The 3-phase training system that works
Phase 1: Document before they arrive (Day 0)
Every task they'll do in the first two weeks gets a written SOP. Not a paragraph — a numbered procedure with specific steps. They read this before their first shift. They arrive knowing the sequence, not hearing it for the first time while you're juggling something else.
Phase 2: Watch once, do once (Days 1–3)
You demonstrate each procedure exactly as written in the SOP. They follow along on the document while you work. Then they do it while you watch. Your only job is to confirm the document is accurate — not to invent training on the fly. If they do something wrong, point them back to the SOP step, not your verbal correction.
Phase 3: Independent with a reference (Days 4–14)
They work solo. The SOP is their reference. When they have a question, you ask "what does the procedure say?" before answering. This builds the habit of consulting the document instead of interrupting you — and it tells you if the document needs updating.
What to document first
Prioritize procedures in this order:
- Opening and closing procedures — these happen every day and are the highest-risk for variance
- The primary revenue-generating task — whatever the hire was brought on to do most of the time
- Customer-facing interactions — greeting, handling complaints, taking orders or payments
- Safety and emergency procedures — what to do if something goes wrong
- Anything that's caused a problem before — if you've had to correct someone for the same mistake twice, it needs a procedure
How long a training SOP should be
Long enough to cover every step — short enough to read in under 5 minutes. Most single-task SOPs are 1–2 pages. If a procedure is genuinely more complex, split it into sub-procedures.
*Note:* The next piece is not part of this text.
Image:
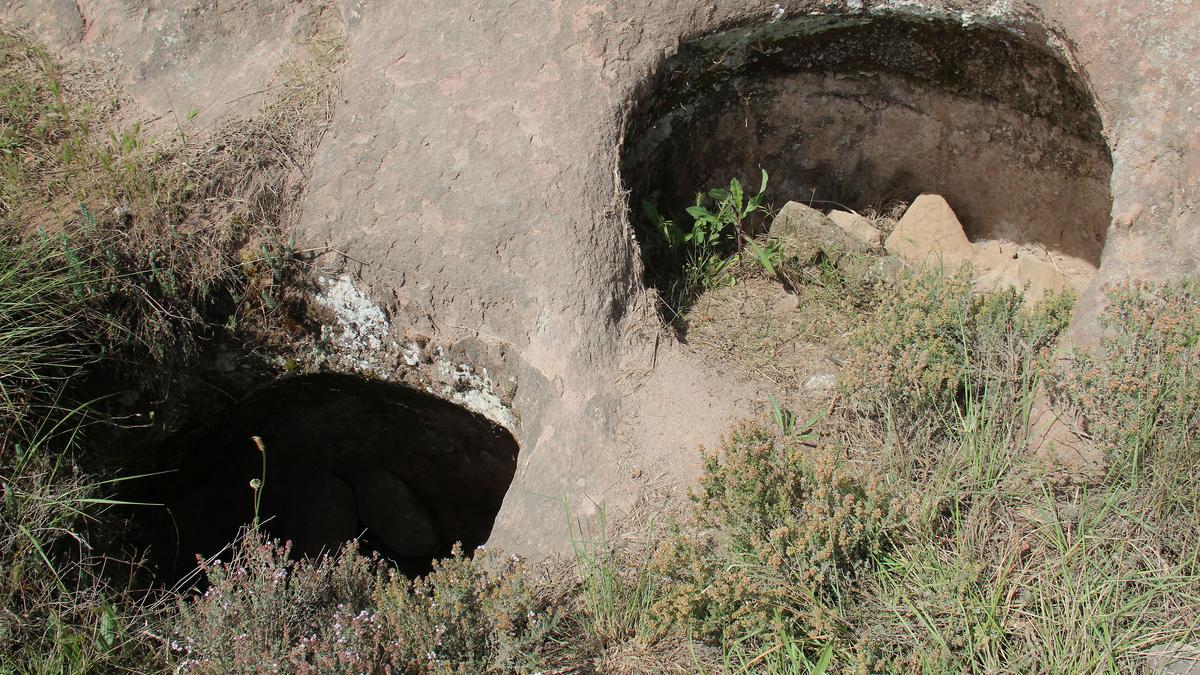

The test: hand the document to someone who has never done this job and ask them to do the task from the procedure alone. If they get stuck, the procedure is missing a step. If they make errors, the procedure is ambiguous. Fix it until the test passes.
The ROI of written training procedures
A 2-hour investment in writing a core procedure pays dividends every time you hire:
- First-week questions drop by ~60% — new hires answer themselves from the document
- Consistency improves — customers get the same experience regardless of who's working
- You can train two people simultaneously — hand them both the document
- When someone quits, the next hire gets up to speed faster because the knowledge isn't locked in the previous employee's head
The trap: procedures no one can find
Written procedures only work if they're accessible. A Google Doc buried in a Drive folder doesn't help a new hire on day one. Print the core procedures, laminate them if appropriate, and keep them at the workstation. If your industry uses binders, use binders. The format should match how your team actually works.
Getting the procedures written
The hardest part isn't knowing what to write — it's finding the time. Most business owners know their procedures inside out but can't sit down and write them properly between managing customers, ordering inventory, and handling the thousand other things that come up daily.
TalkNDone exists for exactly this situation. Describe your procedure out loud the way you'd explain it to a new hire — either by typing or recording your voice — and the AI generates a formatted, printable SOP PDF. Most procedures take 5 minutes to describe and arrive ready to hand to a new hire the same day.
A practical starting point
Pick the three procedures you've explained out loud the most this year. Those are the ones costing you the most time in training. Document those first. You'll immediately feel the difference when the next hire arrives.